TL;DR, it worked for me with a couple of tweaks!
Here’s my experience with the updated vagrant config on github …

Directory Structure Setup. Vagrant_Leap directory right under the drive root, in this case D:
image

Execute the Vagrant File below the vagrant_env folder, i.e. vagrant up in that folder.

Machine provisioned, updated, etc. Then for good measure executed vagrant reload

Interestingly, still got the Guest Extension version mismatch:
image

In the run_kiwi.sh file (located in the vagrant_env folder on my host machine) I had to make one change to make it work:

In Line 10, I had to change the path from

REPO_DIR="rockstor-installer/"

To

REPO_DIR="/home/vagrant/rockstor-installer/"

image

Otherwise, the build would fail right away with “no such directory”

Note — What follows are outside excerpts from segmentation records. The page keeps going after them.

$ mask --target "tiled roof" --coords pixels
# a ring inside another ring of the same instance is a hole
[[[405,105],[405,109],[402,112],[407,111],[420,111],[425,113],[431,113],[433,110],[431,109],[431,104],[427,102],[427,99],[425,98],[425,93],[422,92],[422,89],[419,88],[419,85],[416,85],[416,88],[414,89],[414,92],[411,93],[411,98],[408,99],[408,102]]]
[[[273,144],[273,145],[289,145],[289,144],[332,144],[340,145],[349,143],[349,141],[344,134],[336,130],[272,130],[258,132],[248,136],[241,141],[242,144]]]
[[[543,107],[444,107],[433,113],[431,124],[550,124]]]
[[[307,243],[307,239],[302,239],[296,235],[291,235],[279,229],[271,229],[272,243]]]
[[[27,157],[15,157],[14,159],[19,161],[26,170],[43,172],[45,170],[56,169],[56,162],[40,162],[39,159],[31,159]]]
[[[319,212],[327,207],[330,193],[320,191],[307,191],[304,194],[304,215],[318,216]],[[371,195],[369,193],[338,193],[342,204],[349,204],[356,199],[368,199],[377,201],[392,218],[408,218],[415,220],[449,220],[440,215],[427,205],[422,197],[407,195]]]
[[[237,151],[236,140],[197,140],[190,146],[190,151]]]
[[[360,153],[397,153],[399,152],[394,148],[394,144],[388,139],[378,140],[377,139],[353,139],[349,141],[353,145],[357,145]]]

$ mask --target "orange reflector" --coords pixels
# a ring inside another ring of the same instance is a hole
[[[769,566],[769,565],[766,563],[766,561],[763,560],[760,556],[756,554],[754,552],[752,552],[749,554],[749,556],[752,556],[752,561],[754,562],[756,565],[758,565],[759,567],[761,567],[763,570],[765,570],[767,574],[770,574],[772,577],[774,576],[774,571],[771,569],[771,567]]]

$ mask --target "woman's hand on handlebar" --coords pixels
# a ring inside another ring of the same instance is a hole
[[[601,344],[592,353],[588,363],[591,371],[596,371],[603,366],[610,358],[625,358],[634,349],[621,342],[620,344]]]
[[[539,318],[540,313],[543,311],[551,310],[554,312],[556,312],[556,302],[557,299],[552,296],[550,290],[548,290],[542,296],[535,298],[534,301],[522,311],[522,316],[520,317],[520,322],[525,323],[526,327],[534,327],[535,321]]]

Also, in the Read me file, for windows users without bash, it states after vagrant up to run

vagrant ssh -c "cd /home/vagrant; /vagrant/run_kiwi.sh"

This failed for me. After a little investigation I found I only have the bin and rockstor-installer directory and nothing else in that path. So, I assumed I had to run it with this:

vagrant ssh -c "cd /home/vagrant/rockstor-installer/vagrant_env; ./run_kiwi.sh"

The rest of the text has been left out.